Creating a new sub-task can be cumbersome, and it needs adding into the plan or sprint, in correct relation to the original task, so it isn’t forgotten or confusing when seen in isolation. Often the administrative effort leads to us just leaving the original task open until the remaining work is completed.
Current task management tools assume task completion is clean and atomic, leading to tasks remaining “in progress” when they are often 90% complete and the tool should allow us to easily reflect that. This often hampers visibility of remaining work, particularly close to the end of a sprint.
Clearly, I’m pointing out some broad problems with simplistic views of task-based engineering here and suggesting some very general solutions. Not all of these problems will apply to a project but, particularly with larger teams, I’ve seen many of them and their impact is real. Some teams tackle these problems well as part of the way they work, but others clearly struggle with the realities of task-based engineering.
A quick summary:
- Tasks are valuable abstractions for understanding and managing engineering complexity, but the methods and tools we currently use to manage them are rather rigid. We need to be able to visualise and change large numbers of tasks easily, see their overall status and visualise how they combine to form a planned delivery or feature;
- We need to be able to break tasks down to any level, describe what overlaps and what’s already complete, so we can model our fluid discovery of complexity but retain an ability to estimate and gauge the remaining effort involved. Again, current tools and methods are too brittle;
- We need to be able to model and visualise task and task group dependencies, where they matter (they don’t always), or even just record that entire swathes of tasks must take place in a certain loose order. Current tools make this too cumbersome;
- We need to model the necessary collaboration within individual tasks, both simple and more complex, so we can be aware of it.
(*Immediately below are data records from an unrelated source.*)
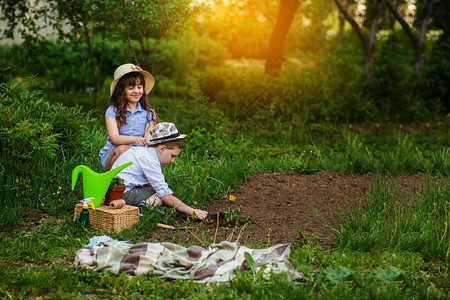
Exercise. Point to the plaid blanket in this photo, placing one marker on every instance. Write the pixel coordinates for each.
(168, 260)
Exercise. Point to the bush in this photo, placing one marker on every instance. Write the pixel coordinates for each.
(40, 144)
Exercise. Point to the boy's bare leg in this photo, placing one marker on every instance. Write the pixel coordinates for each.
(114, 155)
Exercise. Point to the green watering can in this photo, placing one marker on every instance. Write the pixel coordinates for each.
(95, 184)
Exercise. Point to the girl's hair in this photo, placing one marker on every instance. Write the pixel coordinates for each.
(119, 98)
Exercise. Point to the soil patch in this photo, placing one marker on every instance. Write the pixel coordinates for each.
(278, 204)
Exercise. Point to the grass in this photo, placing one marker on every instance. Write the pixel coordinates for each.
(388, 250)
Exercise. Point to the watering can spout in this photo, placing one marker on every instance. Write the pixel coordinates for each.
(95, 184)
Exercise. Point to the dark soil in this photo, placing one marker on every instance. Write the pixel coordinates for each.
(277, 205)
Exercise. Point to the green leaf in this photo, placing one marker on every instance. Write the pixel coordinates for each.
(338, 275)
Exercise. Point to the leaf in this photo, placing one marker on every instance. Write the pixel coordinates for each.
(391, 274)
(338, 275)
(249, 259)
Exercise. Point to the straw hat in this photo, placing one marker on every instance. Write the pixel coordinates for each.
(128, 68)
(164, 132)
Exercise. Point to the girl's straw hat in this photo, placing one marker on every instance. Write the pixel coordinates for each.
(128, 68)
(164, 132)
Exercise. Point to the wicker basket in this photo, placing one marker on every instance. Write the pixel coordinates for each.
(110, 219)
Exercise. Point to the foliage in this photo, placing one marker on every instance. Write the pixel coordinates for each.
(116, 181)
(39, 140)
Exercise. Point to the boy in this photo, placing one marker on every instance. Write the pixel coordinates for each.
(145, 183)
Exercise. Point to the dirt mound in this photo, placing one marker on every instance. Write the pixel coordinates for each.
(277, 204)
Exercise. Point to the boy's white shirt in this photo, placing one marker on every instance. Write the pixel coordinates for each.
(146, 168)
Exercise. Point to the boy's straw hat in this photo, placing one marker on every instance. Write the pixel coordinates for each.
(164, 132)
(128, 68)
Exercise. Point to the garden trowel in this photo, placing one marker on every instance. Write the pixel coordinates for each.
(161, 225)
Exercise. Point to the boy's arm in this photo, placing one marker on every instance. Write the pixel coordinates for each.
(148, 127)
(172, 201)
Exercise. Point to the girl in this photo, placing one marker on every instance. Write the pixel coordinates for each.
(130, 117)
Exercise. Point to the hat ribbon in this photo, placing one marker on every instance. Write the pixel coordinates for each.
(166, 137)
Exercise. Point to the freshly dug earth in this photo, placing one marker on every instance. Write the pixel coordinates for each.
(277, 205)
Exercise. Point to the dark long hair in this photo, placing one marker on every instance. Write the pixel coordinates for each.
(119, 97)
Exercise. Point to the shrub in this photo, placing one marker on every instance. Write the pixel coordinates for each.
(40, 145)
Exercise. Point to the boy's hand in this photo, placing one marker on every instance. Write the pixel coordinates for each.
(141, 142)
(201, 214)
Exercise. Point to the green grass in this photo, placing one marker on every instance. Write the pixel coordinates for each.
(388, 250)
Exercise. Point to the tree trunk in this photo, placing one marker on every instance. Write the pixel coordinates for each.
(367, 41)
(418, 41)
(92, 61)
(274, 54)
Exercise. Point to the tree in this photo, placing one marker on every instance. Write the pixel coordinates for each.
(152, 19)
(274, 55)
(367, 39)
(86, 18)
(417, 40)
(102, 19)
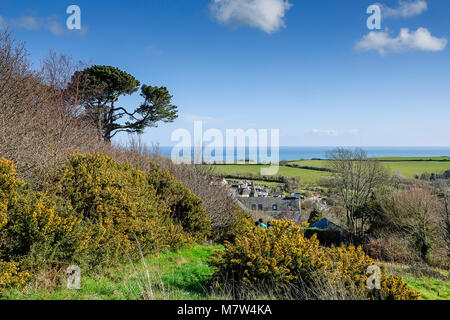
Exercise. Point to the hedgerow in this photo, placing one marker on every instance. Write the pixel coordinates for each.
(122, 206)
(98, 213)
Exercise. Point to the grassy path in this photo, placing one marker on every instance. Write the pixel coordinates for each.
(177, 275)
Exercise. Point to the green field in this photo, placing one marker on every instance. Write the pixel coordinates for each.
(407, 167)
(308, 176)
(180, 275)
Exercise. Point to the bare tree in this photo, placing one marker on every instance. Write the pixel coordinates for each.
(355, 178)
(417, 213)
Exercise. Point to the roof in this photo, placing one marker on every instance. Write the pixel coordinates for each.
(324, 224)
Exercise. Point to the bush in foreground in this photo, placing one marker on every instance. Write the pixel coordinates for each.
(122, 206)
(282, 262)
(98, 213)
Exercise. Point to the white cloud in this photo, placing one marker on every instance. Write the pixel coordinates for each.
(421, 40)
(329, 132)
(405, 9)
(52, 24)
(267, 15)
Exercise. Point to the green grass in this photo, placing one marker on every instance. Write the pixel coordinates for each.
(429, 288)
(413, 158)
(174, 275)
(252, 171)
(407, 168)
(309, 177)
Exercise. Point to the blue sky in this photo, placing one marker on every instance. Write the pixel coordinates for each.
(309, 68)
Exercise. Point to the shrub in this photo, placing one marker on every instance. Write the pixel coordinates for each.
(283, 261)
(34, 230)
(314, 216)
(185, 207)
(10, 276)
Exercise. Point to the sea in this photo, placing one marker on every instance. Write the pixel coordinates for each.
(308, 153)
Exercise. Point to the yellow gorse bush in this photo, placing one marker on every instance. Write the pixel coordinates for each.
(10, 276)
(281, 259)
(120, 204)
(98, 213)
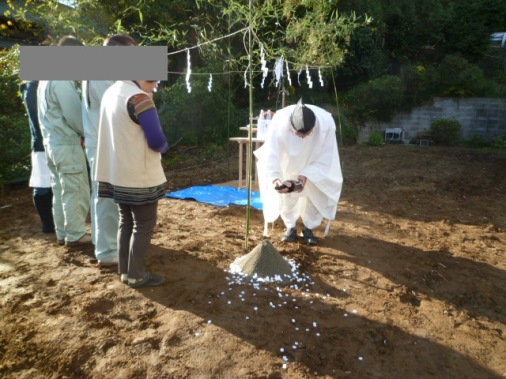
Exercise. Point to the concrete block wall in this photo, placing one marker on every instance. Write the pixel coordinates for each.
(478, 116)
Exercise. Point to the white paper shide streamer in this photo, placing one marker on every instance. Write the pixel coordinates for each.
(308, 75)
(188, 72)
(288, 74)
(278, 70)
(246, 84)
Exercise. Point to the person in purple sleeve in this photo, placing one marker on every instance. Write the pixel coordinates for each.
(129, 170)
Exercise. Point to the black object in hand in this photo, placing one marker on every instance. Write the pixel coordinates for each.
(295, 186)
(280, 187)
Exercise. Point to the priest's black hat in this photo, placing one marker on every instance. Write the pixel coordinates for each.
(302, 118)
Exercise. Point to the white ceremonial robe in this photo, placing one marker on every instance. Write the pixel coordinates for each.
(285, 156)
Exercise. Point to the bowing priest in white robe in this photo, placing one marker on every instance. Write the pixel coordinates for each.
(299, 170)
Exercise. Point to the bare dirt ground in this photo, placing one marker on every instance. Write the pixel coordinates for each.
(409, 283)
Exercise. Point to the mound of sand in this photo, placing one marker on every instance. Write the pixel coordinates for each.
(264, 263)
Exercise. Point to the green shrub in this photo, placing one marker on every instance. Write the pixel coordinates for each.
(459, 78)
(15, 140)
(379, 99)
(445, 131)
(475, 141)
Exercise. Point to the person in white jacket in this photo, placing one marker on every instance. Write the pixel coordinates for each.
(299, 170)
(61, 124)
(103, 211)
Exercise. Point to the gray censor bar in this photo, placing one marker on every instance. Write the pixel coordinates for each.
(93, 63)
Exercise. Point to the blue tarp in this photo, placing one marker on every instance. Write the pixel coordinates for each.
(218, 195)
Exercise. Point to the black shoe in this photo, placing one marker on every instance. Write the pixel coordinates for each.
(290, 235)
(309, 237)
(149, 280)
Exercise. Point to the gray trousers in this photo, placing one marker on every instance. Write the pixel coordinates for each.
(136, 225)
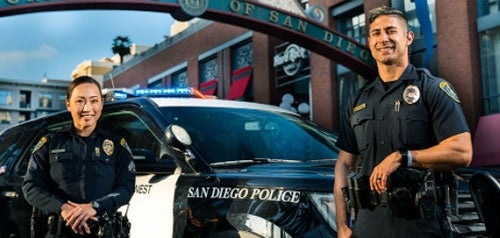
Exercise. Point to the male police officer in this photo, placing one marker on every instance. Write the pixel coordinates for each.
(81, 173)
(404, 118)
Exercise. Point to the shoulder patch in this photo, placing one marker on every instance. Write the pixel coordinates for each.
(445, 86)
(39, 145)
(359, 107)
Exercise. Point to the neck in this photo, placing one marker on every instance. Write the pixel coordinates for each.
(389, 73)
(84, 131)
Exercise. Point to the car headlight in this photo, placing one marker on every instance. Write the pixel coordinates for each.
(325, 204)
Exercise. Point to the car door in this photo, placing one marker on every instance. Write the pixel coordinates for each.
(16, 145)
(151, 208)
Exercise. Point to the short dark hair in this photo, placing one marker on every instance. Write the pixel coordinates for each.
(81, 80)
(384, 11)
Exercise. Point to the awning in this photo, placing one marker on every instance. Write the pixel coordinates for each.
(239, 82)
(208, 87)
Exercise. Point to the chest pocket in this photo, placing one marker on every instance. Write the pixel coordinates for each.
(415, 126)
(362, 123)
(64, 167)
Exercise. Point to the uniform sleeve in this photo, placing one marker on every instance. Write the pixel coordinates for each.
(446, 111)
(124, 181)
(347, 139)
(37, 182)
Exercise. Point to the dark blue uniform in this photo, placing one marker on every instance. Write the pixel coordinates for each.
(66, 167)
(383, 118)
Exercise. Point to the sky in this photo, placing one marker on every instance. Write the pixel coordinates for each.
(51, 44)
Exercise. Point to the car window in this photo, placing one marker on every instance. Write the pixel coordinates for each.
(16, 146)
(149, 153)
(222, 134)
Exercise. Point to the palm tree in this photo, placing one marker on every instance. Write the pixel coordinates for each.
(121, 46)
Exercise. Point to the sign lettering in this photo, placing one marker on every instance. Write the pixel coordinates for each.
(264, 194)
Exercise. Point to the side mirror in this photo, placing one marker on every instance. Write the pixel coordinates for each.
(177, 137)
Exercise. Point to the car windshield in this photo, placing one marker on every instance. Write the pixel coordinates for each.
(222, 135)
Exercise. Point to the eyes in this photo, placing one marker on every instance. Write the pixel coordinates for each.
(82, 101)
(389, 31)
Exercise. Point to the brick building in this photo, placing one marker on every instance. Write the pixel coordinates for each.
(236, 63)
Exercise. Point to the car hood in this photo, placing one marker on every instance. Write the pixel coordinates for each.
(317, 176)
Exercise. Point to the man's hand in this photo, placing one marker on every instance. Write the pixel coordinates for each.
(76, 216)
(381, 172)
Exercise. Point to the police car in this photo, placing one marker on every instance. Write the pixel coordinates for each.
(211, 168)
(205, 167)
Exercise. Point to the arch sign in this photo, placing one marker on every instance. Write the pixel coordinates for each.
(252, 15)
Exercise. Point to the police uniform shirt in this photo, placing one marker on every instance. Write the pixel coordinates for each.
(66, 167)
(415, 112)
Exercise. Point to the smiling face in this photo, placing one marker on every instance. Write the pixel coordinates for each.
(389, 40)
(85, 105)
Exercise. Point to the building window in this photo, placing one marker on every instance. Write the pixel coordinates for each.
(5, 97)
(45, 100)
(179, 79)
(487, 7)
(208, 76)
(208, 69)
(490, 68)
(242, 56)
(25, 99)
(353, 25)
(419, 46)
(5, 118)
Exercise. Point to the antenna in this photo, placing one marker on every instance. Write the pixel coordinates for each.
(112, 81)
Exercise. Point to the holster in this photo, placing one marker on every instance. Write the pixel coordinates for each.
(411, 193)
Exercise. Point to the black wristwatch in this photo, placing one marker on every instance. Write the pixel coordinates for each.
(406, 158)
(97, 207)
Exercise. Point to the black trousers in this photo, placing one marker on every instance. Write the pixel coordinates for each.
(381, 223)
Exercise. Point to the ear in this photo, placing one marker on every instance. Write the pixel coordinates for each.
(67, 105)
(409, 37)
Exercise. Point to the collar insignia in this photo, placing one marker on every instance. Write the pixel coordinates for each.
(445, 86)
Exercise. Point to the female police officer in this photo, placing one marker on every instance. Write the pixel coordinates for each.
(81, 172)
(404, 118)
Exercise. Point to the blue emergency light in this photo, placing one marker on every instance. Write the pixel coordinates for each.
(121, 94)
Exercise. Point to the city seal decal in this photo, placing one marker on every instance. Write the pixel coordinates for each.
(445, 86)
(108, 147)
(411, 94)
(40, 143)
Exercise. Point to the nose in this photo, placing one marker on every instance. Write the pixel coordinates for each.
(85, 108)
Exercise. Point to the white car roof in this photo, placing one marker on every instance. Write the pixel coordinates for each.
(197, 102)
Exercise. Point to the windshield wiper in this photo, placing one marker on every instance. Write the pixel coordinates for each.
(252, 161)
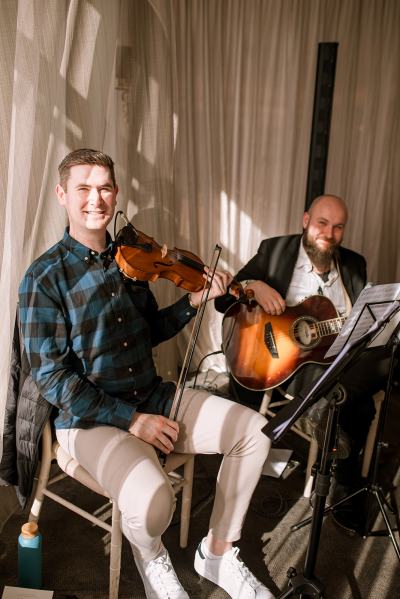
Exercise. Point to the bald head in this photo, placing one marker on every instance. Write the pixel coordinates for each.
(323, 225)
(329, 201)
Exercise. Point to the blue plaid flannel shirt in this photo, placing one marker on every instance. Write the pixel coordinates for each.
(88, 335)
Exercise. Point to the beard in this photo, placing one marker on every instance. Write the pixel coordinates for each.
(321, 258)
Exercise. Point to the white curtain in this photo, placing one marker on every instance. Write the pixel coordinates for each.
(206, 107)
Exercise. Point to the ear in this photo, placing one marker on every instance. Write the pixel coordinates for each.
(60, 194)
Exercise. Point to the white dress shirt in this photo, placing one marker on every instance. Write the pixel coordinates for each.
(305, 282)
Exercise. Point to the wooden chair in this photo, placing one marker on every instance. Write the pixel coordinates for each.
(370, 442)
(51, 450)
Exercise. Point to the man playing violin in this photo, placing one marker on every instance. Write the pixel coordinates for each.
(88, 334)
(284, 272)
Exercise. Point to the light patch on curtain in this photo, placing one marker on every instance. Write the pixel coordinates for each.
(82, 30)
(147, 138)
(67, 123)
(232, 222)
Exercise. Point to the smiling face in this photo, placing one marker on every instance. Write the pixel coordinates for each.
(89, 199)
(324, 227)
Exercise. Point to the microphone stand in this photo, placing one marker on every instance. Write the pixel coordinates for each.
(305, 582)
(328, 386)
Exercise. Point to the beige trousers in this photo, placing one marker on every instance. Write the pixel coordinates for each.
(129, 469)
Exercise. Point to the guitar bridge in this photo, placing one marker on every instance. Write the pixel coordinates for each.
(269, 340)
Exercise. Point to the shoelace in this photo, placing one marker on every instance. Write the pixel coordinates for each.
(162, 575)
(248, 576)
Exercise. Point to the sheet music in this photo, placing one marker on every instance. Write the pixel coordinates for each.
(373, 304)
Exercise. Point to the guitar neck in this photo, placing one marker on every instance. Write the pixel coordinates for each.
(331, 326)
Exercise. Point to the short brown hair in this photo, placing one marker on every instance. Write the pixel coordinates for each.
(84, 156)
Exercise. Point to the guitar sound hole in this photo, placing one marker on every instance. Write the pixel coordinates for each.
(305, 332)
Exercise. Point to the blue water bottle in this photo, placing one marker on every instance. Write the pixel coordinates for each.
(30, 557)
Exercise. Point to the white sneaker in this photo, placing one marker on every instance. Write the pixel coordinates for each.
(231, 574)
(160, 579)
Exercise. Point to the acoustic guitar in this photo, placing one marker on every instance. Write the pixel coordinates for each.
(262, 351)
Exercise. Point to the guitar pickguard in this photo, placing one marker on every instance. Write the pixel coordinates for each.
(270, 340)
(263, 350)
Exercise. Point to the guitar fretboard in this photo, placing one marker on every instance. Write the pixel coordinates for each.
(330, 327)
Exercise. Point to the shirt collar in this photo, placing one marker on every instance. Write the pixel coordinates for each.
(82, 251)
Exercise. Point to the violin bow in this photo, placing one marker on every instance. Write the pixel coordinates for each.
(194, 334)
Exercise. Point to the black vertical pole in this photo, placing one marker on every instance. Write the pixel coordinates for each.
(323, 100)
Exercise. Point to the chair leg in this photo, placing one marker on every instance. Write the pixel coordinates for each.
(115, 551)
(370, 442)
(43, 474)
(186, 501)
(312, 458)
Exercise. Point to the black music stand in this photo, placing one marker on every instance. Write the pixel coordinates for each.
(365, 323)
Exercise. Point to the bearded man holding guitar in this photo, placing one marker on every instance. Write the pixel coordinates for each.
(303, 288)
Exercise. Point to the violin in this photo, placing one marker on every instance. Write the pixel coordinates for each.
(141, 258)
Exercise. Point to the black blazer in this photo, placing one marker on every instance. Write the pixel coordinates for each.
(275, 261)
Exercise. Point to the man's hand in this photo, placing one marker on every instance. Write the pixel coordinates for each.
(219, 286)
(268, 298)
(156, 430)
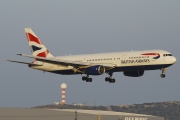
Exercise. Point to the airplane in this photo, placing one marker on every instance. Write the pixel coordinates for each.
(131, 63)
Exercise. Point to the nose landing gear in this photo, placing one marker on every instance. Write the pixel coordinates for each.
(110, 79)
(86, 78)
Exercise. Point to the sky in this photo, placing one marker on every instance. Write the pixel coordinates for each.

Current tools are too cumbersome to make this effective or even worth the effort, and agile boards are too simplistic.
- Most crucially… All of this must remain light, easy to visualise and easy to change. Current approaches and tools are way too cumbersome, and often work against us.
As they say, “Your mileage may vary”. So I’d be really interested in hearing how this ties into your own views of task-based software engineering, whether you encounter any of these (or other) problems, and if you think the kind of broad changes I’m suggesting might improve things.
One thing is certain: Task-based engineering is here to stay!